It’s funny. When I healed from my illness, I thought that was it. I thought that was my one true, golden lesson in the inevitable suffering of humanity. I thought I was going to emerge victorious from my pain and yay – hooray – hazah! for the wisdom and encouragement I could offer to those now experiencing the shit I left behind as I sat in the existential glow of my redemption.
Funny, Callie.. So funny. Instead, I’m realizing, as devoid from bitterness as I can possibly guide myself into being, life is not one hard thing. It’s not one difficulty you must overcome to find your happy existence. Instead, it’s understanding we often move from one form of pain or hurt to another and it’s entirely up to us to find the beauty along the way:
In the margins –
In the release –
In the joy still resting somewhere in your chest between sobs-
In the love you still feel even when the love you lost threatens to mute all the sound and whitewash all the color-
In the smile that still forms in the corners of your mouth and eyes as your daughter tells you she loves you-
Healing from my illness and subsequent emotional pain I could have never anticipated, I’m learning I will lose myself only if I forget all I learned when my body gave up on me:
We do not have the luxury of waiting for things to feel steady, safe, comfortable, or pain free to live. We must refuse to remove ourselves from that which moves us, even when, and actually especially when, we feel like we can’t move at all.
We must accept that the beauty and love we see circling the lives of others as we contemplate the darkness that seems to hover over our own – is the beauty and love we still deserve too.
It’s just that in the darkness, in whatever it is that hurts more than you can contain, that we adjust our vision to knowing the absolute miracle of feeling the light.
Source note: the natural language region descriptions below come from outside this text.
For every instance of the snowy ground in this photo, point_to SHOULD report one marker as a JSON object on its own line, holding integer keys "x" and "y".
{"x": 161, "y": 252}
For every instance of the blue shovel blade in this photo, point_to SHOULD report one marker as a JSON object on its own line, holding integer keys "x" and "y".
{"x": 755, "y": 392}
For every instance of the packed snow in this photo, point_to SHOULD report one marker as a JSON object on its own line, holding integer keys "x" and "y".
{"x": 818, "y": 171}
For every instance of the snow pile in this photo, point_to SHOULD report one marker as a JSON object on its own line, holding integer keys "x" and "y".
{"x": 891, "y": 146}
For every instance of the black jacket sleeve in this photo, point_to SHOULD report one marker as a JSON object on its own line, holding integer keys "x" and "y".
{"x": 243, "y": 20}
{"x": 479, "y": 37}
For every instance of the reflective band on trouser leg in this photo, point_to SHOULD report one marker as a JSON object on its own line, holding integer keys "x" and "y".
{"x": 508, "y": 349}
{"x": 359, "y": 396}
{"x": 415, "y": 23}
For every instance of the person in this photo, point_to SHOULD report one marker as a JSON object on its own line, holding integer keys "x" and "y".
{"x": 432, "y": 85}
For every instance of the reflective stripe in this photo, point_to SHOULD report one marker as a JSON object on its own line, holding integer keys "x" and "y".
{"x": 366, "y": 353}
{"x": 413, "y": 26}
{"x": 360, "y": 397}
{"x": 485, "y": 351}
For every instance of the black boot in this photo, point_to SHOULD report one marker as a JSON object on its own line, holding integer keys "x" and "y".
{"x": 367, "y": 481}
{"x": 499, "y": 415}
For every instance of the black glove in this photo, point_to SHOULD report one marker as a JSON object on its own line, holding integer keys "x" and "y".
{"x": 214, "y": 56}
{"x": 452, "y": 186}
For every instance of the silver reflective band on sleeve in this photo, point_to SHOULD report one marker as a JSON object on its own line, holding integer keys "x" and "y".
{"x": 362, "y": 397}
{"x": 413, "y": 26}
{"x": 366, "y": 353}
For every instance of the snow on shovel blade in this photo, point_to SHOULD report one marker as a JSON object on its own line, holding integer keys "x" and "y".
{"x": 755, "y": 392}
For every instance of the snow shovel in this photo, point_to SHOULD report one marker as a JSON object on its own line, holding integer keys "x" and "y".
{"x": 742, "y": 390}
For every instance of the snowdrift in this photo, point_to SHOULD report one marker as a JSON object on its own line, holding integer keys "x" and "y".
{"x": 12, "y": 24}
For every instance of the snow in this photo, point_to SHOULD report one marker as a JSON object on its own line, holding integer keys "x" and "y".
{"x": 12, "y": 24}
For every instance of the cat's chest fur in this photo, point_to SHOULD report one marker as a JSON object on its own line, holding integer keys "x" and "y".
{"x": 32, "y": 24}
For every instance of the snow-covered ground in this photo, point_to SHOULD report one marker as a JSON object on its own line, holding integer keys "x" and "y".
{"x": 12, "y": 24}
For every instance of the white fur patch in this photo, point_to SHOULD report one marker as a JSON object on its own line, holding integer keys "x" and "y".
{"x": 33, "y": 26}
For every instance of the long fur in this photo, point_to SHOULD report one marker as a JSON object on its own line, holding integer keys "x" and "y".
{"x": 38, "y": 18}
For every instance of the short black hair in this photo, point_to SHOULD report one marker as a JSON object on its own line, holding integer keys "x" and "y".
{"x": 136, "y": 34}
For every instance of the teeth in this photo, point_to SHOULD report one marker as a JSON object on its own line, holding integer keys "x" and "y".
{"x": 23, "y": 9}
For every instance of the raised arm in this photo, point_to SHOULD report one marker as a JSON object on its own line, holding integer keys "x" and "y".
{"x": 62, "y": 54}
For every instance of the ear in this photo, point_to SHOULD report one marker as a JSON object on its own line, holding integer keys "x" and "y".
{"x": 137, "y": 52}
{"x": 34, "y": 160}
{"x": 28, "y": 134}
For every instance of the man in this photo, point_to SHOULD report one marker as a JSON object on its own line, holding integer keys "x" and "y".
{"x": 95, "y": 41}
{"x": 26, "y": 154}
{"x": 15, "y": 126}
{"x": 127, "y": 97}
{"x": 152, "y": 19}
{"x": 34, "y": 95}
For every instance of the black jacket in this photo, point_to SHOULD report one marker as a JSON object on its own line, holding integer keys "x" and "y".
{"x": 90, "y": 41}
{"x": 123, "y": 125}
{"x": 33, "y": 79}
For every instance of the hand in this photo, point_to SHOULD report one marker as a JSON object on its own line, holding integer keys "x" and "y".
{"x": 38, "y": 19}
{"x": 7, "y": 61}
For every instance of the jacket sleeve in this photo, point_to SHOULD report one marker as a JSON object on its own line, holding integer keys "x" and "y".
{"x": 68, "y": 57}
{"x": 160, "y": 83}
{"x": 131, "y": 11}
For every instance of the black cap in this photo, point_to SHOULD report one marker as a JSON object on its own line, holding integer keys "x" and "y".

We see the love circling as some just keep walking, numbly and half-hazardly unaware and one day dying without knowing the joy of living.
I now believe more than ever that some of us have to fall hard and be willing to get back up and talk about it. We have to be willing to bleed- to expose our wounds – in order to not only heal ourselves, but to become healers for the rest of us.
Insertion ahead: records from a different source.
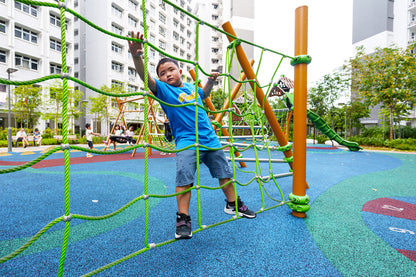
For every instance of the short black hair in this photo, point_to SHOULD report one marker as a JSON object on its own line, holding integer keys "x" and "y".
{"x": 165, "y": 60}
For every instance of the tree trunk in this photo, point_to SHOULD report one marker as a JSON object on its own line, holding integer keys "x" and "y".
{"x": 398, "y": 120}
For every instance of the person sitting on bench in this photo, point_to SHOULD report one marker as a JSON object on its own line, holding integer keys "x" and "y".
{"x": 21, "y": 136}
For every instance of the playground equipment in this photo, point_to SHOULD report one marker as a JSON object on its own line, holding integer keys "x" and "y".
{"x": 298, "y": 200}
{"x": 282, "y": 89}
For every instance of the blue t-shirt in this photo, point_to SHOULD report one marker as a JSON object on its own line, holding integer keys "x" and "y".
{"x": 182, "y": 119}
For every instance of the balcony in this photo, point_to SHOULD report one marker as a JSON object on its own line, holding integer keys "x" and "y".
{"x": 412, "y": 5}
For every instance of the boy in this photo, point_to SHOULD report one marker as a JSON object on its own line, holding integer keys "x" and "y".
{"x": 89, "y": 133}
{"x": 21, "y": 136}
{"x": 170, "y": 89}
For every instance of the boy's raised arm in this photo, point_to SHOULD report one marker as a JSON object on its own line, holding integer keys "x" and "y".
{"x": 210, "y": 84}
{"x": 136, "y": 50}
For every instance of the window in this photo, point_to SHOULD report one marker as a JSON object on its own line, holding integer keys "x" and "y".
{"x": 132, "y": 4}
{"x": 162, "y": 45}
{"x": 55, "y": 44}
{"x": 131, "y": 88}
{"x": 132, "y": 21}
{"x": 2, "y": 26}
{"x": 162, "y": 18}
{"x": 116, "y": 83}
{"x": 162, "y": 31}
{"x": 152, "y": 54}
{"x": 175, "y": 35}
{"x": 25, "y": 34}
{"x": 116, "y": 30}
{"x": 116, "y": 11}
{"x": 55, "y": 20}
{"x": 29, "y": 9}
{"x": 3, "y": 56}
{"x": 132, "y": 72}
{"x": 26, "y": 62}
{"x": 116, "y": 48}
{"x": 116, "y": 66}
{"x": 55, "y": 69}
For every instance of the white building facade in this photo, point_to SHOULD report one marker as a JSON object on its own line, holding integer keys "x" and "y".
{"x": 30, "y": 42}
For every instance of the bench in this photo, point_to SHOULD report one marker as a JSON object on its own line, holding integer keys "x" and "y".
{"x": 69, "y": 137}
{"x": 29, "y": 139}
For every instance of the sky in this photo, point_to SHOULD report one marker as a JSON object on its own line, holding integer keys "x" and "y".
{"x": 329, "y": 35}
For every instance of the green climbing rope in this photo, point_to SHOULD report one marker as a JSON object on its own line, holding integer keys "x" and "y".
{"x": 251, "y": 115}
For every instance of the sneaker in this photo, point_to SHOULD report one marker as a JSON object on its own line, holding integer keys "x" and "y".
{"x": 183, "y": 226}
{"x": 243, "y": 211}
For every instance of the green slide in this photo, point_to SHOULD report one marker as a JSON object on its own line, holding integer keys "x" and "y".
{"x": 326, "y": 130}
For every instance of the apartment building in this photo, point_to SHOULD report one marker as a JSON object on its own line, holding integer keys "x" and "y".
{"x": 102, "y": 59}
{"x": 382, "y": 23}
{"x": 213, "y": 44}
{"x": 30, "y": 42}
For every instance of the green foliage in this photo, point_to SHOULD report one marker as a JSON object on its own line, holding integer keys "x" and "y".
{"x": 217, "y": 98}
{"x": 386, "y": 77}
{"x": 26, "y": 100}
{"x": 47, "y": 133}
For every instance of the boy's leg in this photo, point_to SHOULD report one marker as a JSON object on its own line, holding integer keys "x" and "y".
{"x": 228, "y": 189}
{"x": 219, "y": 168}
{"x": 185, "y": 172}
{"x": 183, "y": 220}
{"x": 183, "y": 199}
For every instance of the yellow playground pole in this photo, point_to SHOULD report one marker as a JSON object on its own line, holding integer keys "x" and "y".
{"x": 299, "y": 118}
{"x": 248, "y": 70}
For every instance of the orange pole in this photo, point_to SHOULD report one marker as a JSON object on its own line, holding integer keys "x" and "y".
{"x": 242, "y": 58}
{"x": 299, "y": 114}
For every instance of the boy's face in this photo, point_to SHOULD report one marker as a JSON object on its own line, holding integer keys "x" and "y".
{"x": 169, "y": 73}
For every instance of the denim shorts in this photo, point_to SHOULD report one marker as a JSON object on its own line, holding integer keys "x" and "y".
{"x": 214, "y": 160}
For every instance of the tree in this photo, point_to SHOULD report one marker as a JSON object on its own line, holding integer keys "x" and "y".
{"x": 356, "y": 110}
{"x": 74, "y": 108}
{"x": 103, "y": 105}
{"x": 217, "y": 98}
{"x": 327, "y": 91}
{"x": 27, "y": 99}
{"x": 386, "y": 77}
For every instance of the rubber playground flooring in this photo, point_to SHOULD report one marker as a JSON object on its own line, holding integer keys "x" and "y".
{"x": 362, "y": 220}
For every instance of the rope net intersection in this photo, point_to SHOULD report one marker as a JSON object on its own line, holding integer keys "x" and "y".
{"x": 252, "y": 114}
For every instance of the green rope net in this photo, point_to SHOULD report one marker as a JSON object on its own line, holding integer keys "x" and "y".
{"x": 251, "y": 119}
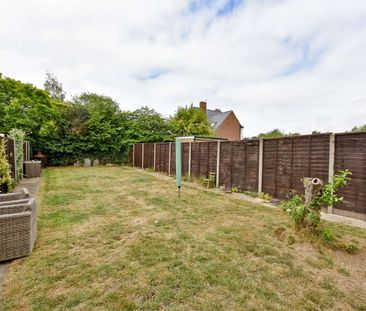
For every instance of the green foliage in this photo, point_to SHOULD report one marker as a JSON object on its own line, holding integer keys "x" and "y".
{"x": 327, "y": 234}
{"x": 146, "y": 125}
{"x": 190, "y": 121}
{"x": 308, "y": 217}
{"x": 328, "y": 195}
{"x": 262, "y": 195}
{"x": 361, "y": 128}
{"x": 265, "y": 196}
{"x": 18, "y": 137}
{"x": 5, "y": 177}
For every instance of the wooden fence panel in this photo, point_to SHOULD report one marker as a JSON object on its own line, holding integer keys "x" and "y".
{"x": 238, "y": 161}
{"x": 212, "y": 157}
{"x": 172, "y": 162}
{"x": 162, "y": 159}
{"x": 252, "y": 159}
{"x": 138, "y": 155}
{"x": 350, "y": 153}
{"x": 286, "y": 161}
{"x": 195, "y": 159}
{"x": 10, "y": 154}
{"x": 149, "y": 155}
{"x": 269, "y": 166}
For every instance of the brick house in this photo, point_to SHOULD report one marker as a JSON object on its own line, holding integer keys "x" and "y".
{"x": 225, "y": 123}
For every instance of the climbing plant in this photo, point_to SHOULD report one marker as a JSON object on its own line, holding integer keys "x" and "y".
{"x": 18, "y": 137}
{"x": 5, "y": 177}
{"x": 307, "y": 215}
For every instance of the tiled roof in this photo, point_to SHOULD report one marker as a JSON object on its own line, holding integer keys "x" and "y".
{"x": 216, "y": 117}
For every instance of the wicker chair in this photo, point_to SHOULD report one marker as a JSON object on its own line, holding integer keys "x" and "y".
{"x": 24, "y": 194}
{"x": 18, "y": 228}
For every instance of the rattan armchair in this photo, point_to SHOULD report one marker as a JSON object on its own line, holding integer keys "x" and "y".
{"x": 24, "y": 194}
{"x": 18, "y": 228}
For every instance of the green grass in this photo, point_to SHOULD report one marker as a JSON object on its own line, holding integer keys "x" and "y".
{"x": 115, "y": 238}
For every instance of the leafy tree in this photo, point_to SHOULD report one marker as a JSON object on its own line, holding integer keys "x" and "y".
{"x": 24, "y": 106}
{"x": 359, "y": 128}
{"x": 18, "y": 137}
{"x": 146, "y": 125}
{"x": 5, "y": 177}
{"x": 272, "y": 134}
{"x": 276, "y": 133}
{"x": 190, "y": 121}
{"x": 54, "y": 87}
{"x": 91, "y": 125}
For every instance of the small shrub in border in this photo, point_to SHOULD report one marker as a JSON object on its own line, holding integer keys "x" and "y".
{"x": 309, "y": 217}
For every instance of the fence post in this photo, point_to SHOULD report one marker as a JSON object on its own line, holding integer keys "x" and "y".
{"x": 154, "y": 156}
{"x": 331, "y": 164}
{"x": 218, "y": 164}
{"x": 260, "y": 165}
{"x": 133, "y": 155}
{"x": 189, "y": 161}
{"x": 169, "y": 157}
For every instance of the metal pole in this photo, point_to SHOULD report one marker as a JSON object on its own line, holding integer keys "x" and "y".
{"x": 133, "y": 155}
{"x": 260, "y": 165}
{"x": 178, "y": 164}
{"x": 170, "y": 157}
{"x": 218, "y": 164}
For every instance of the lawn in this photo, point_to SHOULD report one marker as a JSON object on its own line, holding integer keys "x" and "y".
{"x": 117, "y": 238}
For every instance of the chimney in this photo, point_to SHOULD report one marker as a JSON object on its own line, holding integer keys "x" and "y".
{"x": 203, "y": 106}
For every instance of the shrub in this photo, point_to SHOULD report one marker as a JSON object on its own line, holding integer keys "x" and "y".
{"x": 18, "y": 137}
{"x": 308, "y": 217}
{"x": 5, "y": 177}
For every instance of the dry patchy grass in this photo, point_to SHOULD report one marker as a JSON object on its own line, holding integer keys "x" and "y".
{"x": 116, "y": 238}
Observe your wound, friend.
Watch as it heals. And whatever eases it – whatever is balm to the pain — immerse yourself – find yourself there.
Read, write, run, scream, cry, roll down a hill, jump into water, throw paint on a canvas, dance, move, shake, listen, dream, create.
Just don’t for a minute forget you are still part of this world – grief may threaten to remove you from what you had expected, but I think – maybe – it also offers us the opportunity to more closely see all that beauty and love and joy that circles around us.